Get ready for next week to feel like a repeat of the fall of 2008, when the world was introduced to the then little-known governor of Alaska, Sarah Palin. We get to do it all over again, as the failed Vice Presidential candidate's memoir, "Going Rogue: An American Life" is released November 17th.

Her book tour will take her all over the country and all over television. She already has a date with Oprah Winfrey, and repeated appearances on Fox News can't be far behind. Nor can a Tina Fey impersonation on "Saturday Night Live."

Publisher HarperCollins is betting big on Palin. The first printing will be huge -- 1.5 million books. In contrast, just after he died, Sen. Ted Kennedy's new book got the same first printing of 1.5 million -- and he's a political icon. The book is already the number 1 best seller on

While the public has not yet seen the book, some associates of Palin received copies last week.
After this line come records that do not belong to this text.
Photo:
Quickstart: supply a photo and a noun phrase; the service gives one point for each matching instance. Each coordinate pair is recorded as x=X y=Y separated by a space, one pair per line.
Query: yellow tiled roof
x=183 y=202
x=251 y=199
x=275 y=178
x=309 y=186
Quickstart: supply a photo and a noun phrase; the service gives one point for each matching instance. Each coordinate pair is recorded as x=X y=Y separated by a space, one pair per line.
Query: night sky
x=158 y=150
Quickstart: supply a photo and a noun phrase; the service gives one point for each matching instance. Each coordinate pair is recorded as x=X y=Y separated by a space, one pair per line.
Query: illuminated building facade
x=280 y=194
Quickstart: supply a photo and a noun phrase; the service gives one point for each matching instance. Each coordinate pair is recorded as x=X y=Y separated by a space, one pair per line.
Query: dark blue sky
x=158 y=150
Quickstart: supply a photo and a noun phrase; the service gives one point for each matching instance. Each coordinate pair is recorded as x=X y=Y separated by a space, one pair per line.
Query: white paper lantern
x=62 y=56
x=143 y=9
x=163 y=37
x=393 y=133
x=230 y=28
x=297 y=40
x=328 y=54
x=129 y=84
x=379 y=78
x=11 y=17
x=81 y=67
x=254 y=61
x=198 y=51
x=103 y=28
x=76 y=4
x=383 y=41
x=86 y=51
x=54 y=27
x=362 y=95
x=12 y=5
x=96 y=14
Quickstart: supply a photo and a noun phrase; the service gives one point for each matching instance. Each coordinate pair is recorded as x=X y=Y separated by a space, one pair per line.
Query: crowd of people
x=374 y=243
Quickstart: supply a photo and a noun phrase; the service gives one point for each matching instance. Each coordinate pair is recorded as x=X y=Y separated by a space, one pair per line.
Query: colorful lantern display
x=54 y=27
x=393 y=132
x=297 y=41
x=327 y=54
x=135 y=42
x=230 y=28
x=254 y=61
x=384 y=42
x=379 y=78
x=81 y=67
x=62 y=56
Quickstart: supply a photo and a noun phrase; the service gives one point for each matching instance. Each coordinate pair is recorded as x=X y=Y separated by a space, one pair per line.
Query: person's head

Based on conversations with those who have either seen the book or been briefed on it, Time magazine was able to cobble together a list of what readers should expect:

-- just five chapters—but they are very, very long.
-- some score settling with McCain aides she believes ill-served her (names will be named).
-- a hearty bashing of the national media.
-- an account of how her upbringing shaped her maverick sensibilities.
-- a testimonial to the importance of faith in her life.
-- a warm and personal tone, written in Palin's own voice, despite the involvement of a collaborator.

And what they shouldn't expect:

-- Don't look for hefty policy prescriptions.
-- Once source who has seen “Going Rogue” says it does not include an index. That would give Palin a subtle revenge on the party's Washington establishment, whose members tend to flip to the back pages and scan for their own names. If they want to know what Sarah Palin has to say about them, they will have to buy the book—and read the whole thing.

Palin finished the book in record time, in September, just four months after she signed her deal. Of course, she had a lot of time on her hands, after resigning as governor of Alaska in July, abandoning the state after just two and a half years on the job.